Orang tua seharusnya dapat memilih pola asuh yang tepat dan ideal bagi anaknya. Orang tua yang salah menerapkan pola asuh akan membawa akibat buruk bagi perkembangan dan perilaku anak. Tentu saja orang tua diharapkan dapat menerapkan pola asuh yang bijaksana atau tidak menerapkan pola asuh yang membawa kearah yang berdampak negatif bagi anak. Anak yang dididik dengan cara yang baik akan melahirkan remaja dengan moral yang baik pula. Demikian juga orang tua yang bersikap keras dan yang memberikan kebebasan penuh menjadi pendorong bagi anak yang cenderung untuk berperilaku bebas (Shochib, 2000).

Selain itu salah satu faktor penting dalam keluarga yang juga berpengaruh terhadap perilaku seks pranikah remaja adalah adanya pergeseran bentuk rumah tangga.
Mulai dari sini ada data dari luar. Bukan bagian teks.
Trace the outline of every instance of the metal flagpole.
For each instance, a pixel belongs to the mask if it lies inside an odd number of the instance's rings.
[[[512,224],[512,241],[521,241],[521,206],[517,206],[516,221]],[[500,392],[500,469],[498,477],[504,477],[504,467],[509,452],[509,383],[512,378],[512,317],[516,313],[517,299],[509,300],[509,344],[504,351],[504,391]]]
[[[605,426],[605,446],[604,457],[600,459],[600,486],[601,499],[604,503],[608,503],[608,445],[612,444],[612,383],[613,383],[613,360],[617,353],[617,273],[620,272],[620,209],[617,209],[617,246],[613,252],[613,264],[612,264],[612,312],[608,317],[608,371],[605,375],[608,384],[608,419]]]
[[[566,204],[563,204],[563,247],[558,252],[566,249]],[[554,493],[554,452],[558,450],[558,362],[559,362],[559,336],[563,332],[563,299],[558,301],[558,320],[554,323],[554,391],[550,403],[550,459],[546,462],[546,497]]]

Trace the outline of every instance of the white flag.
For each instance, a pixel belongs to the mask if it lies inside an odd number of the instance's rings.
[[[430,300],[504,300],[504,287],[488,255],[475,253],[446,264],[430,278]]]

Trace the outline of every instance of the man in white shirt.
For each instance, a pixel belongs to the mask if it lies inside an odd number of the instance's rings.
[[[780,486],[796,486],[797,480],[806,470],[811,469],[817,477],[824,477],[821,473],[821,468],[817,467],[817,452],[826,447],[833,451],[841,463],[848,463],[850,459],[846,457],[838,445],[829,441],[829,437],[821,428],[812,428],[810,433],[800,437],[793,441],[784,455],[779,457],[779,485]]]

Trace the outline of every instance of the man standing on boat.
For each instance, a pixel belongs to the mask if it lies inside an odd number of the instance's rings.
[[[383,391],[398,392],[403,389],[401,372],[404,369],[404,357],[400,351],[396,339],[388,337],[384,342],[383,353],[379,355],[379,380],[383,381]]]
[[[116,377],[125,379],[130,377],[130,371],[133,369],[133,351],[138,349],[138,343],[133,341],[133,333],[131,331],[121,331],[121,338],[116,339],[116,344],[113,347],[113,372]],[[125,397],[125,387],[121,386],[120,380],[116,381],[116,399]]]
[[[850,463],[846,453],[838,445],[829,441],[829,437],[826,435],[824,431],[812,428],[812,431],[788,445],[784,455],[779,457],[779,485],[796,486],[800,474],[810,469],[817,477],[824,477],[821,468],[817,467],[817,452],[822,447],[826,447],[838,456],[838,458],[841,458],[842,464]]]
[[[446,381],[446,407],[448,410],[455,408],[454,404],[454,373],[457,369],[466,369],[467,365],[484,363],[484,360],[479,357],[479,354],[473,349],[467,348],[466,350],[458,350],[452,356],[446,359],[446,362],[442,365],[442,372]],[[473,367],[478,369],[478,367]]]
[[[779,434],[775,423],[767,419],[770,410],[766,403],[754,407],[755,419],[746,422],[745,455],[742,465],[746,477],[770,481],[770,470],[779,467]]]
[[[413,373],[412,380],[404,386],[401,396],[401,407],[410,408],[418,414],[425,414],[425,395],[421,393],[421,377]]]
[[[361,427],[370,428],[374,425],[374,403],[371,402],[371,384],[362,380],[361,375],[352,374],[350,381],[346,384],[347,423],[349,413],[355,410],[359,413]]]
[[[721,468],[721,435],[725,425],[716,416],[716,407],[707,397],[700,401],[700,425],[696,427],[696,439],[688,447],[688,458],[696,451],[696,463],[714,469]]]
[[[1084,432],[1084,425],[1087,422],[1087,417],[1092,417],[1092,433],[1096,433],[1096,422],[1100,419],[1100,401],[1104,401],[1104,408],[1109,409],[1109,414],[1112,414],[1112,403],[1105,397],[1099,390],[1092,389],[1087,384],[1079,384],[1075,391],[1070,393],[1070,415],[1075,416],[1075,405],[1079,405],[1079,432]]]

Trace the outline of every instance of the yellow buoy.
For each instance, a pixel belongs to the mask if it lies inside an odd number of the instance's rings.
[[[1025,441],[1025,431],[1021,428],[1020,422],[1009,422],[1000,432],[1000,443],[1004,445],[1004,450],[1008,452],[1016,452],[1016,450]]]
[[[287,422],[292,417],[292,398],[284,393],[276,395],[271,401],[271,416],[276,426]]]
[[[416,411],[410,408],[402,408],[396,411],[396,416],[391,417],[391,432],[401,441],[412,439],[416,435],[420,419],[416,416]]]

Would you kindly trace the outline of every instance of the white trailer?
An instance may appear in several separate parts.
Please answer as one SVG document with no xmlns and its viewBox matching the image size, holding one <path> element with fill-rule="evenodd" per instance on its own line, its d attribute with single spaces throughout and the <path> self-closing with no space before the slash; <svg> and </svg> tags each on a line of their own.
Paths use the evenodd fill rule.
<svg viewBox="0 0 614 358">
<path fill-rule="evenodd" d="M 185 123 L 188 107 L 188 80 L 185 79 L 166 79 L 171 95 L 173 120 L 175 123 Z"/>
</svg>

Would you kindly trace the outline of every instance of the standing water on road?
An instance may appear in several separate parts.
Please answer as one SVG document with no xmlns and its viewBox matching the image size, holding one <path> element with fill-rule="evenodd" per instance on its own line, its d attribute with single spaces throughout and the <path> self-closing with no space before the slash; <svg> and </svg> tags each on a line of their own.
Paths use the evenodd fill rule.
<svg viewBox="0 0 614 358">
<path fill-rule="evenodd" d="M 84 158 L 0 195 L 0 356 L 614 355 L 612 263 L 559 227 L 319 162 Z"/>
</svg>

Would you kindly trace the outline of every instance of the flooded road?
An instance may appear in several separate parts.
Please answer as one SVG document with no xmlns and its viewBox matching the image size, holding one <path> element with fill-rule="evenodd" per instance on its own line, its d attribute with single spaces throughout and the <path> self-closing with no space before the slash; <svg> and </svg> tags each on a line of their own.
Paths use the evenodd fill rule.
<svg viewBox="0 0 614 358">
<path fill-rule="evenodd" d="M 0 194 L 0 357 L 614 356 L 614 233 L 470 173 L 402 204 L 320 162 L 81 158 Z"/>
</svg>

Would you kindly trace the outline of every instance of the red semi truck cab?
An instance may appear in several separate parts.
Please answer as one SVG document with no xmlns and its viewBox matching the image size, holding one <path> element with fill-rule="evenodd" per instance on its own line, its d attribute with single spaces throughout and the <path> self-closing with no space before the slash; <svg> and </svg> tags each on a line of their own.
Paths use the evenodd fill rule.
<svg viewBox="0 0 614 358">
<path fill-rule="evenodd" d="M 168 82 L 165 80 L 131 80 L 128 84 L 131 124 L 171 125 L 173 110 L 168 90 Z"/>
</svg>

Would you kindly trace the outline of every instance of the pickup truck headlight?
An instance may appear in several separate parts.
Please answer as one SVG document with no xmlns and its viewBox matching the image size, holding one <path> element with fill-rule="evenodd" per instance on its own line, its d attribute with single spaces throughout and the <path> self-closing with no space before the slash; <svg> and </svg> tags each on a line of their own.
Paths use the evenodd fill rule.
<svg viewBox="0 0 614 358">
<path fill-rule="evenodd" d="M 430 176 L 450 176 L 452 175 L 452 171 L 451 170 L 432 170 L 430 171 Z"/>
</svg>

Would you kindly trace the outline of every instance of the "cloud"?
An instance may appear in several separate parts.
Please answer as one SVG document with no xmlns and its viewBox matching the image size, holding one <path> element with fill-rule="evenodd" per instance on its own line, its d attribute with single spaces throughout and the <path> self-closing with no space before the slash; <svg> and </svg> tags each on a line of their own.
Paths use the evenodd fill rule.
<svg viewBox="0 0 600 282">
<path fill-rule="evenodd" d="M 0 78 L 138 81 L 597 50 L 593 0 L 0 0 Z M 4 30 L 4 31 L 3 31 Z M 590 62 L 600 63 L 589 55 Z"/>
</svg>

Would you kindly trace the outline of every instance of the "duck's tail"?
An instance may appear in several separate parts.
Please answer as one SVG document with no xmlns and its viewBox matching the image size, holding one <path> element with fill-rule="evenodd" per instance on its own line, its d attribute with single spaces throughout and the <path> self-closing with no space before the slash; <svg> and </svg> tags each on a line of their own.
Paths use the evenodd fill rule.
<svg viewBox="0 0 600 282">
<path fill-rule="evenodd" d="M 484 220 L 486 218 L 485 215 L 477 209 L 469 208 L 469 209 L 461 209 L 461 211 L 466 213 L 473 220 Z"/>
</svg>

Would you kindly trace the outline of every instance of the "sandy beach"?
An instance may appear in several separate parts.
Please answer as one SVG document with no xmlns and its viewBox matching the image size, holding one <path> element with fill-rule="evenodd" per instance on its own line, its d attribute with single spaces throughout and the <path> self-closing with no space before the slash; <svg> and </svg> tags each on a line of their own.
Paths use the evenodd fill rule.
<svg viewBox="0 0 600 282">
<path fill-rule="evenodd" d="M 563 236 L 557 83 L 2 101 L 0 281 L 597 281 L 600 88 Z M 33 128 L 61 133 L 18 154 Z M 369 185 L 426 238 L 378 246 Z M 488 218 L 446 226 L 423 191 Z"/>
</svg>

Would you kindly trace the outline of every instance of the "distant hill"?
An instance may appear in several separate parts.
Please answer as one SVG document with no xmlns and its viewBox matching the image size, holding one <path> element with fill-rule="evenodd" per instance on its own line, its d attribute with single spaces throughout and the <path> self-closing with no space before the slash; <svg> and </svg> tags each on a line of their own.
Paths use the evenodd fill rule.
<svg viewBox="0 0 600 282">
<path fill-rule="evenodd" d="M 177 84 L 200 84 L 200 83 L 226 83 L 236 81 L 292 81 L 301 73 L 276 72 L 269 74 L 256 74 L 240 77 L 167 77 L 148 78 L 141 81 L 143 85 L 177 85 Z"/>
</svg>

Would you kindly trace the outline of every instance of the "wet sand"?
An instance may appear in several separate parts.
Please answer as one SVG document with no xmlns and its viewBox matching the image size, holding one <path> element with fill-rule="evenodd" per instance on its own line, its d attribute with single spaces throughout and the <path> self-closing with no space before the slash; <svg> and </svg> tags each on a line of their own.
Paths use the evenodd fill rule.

Untuk alasan-alasan tertentu sekarang banyak rumah tangga yang hanya terdiri dari satu keluarga inti saja. Banyak keluarga-keluarga baru yang membuat rumah terpisah dari keluarga luasnya. Misalnya dengan alasan agar lebih dekat dari tempat bekerja. Hal ini akan menyebabkan remaja kurang mendapatkan perhatian dan kontrol dari anggota keluarga yang lainnya, sehingga keadaan ini dapat memicu dan menjadi salah satu faktor yang menyebabkan remaja mempunyai kesempatan untuk melakukan hubungan seks pranikah di rumah mereka sendiri. Berbagai kemelut permasalahan remaja saat ini sangat memprihatinkan. Semoga permasalahan ini bisa menjadi renungan dan perhatian semua kalangan baik pemerintah maupun masyarakat.